Professor G. Raghuram, director of IIM-Bangalore. Courtesy photo

In its latest cohort, IIM-B’s EPGP welcomed 698 students in round one and another 73 in round two. That is dwarfed by the size of the school’s MBA-equivalent program, its two-year Post Graduate Program in Management, which welcomed 1,470 and 430 students, respectively, in the two rounds. Where do the students hail from? Just as at the other IIM schools, they are overwhelmingly Indian. None — zero — of the EPGP students are internationals. Very few of the PGP students — 63, or about 3.3% — are from “overseas.” Most of that small minority, the school says, are from China and Southeast Asia.

In the competition among IIMs for student talent, a simple rule applies: A is most Indian students’ first choice, followed by B, then C, Raghuram acknowledges. The reason, he says, has to do with a legacy mindset.

“Because they tend to talk to those who already have come through such program. To be honest, I think if a student tried both Ahmedabad and Bangalore, there is still a higher chance they will choose Ahmedabad,” says Raghuram, who himself earned his MBA from IIM-Ahmedabad. “But if a student has Bangalore and Calcutta, or Bangalore and any of the other schools in our area, they would clearly choose Bangalore.
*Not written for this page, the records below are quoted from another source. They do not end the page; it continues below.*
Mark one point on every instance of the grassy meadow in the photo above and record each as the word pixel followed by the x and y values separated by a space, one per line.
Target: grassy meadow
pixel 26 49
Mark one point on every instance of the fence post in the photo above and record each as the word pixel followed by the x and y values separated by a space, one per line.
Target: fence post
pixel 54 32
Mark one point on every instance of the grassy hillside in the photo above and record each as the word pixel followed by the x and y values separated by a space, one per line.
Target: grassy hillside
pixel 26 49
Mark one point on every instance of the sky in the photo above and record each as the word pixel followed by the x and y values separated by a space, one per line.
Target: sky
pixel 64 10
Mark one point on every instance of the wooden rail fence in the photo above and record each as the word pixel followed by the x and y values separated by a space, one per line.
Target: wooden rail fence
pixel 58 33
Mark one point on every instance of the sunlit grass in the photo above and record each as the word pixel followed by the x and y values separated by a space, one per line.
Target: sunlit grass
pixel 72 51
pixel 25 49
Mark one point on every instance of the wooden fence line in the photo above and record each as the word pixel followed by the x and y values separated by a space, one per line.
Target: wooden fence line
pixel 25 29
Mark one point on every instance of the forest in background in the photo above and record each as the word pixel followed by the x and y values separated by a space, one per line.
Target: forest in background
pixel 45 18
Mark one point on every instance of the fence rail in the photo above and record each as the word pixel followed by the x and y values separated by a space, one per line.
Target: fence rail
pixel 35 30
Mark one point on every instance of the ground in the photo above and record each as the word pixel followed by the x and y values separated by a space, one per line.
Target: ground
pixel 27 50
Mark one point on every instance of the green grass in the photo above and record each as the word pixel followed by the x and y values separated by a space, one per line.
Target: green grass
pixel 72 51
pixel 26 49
But there are these perceptions of Bangalore as going up.

“Going forward, I hope to see more students choose Bangalore over Ahmedabad. But today, except for Ahmedabad of course, students will always choose Bangalore. Only when it comes to Ahmedabad, the more students tend to choose Ahmedabad. And then amongst the executive PGP, similarly more students tend to choose ISB (Indian School of Business).”

While IIM-B remains one of the top schools in India and has gained prominence outside the country in one of the premier global rankings, it continues to be very much isolated in terms of attracting international talent. The chief reason, Raghuram says, is structural: India as a country is not yet ready — or not perceived as ready — to be their host.

“We believe India needs to become a more attractive country,” he says. “Our institutions, our faculty, the campus — it’s almost to any global standards anywhere. Therefore, in terms of quality of education or the infrastructure, it’s a non-issue. But yeah, in terms of the overall country, India needs to improve.

“But I think I see that changing, and hopefully, we should have more (internationals) coming on board. As a country, I mean, India is developing, the GDP is going up, the infrastructure is improving. I think the perception of security needs to improve.” Raghuram points to IIM-B’s dual-degree programs, its widely respected MOOCs, and its student exchange program, the latter of which receives 40% participation by PGP students. For its exchanges, the school has partnerships with dozens of business schools around the world, including elite schools in the U.S. like the University of Chicago’s Booth School of Business, NYU’s Stern School of Business, Duke University’s Fuqua School of Business, and UCLA’s Anderson School of Management. “So, we have exchange programs, we have dual-degree programs. I think with all of this recently, slowly the word ought to go around that even doing a full-time degree here with us could be a major learning experience.”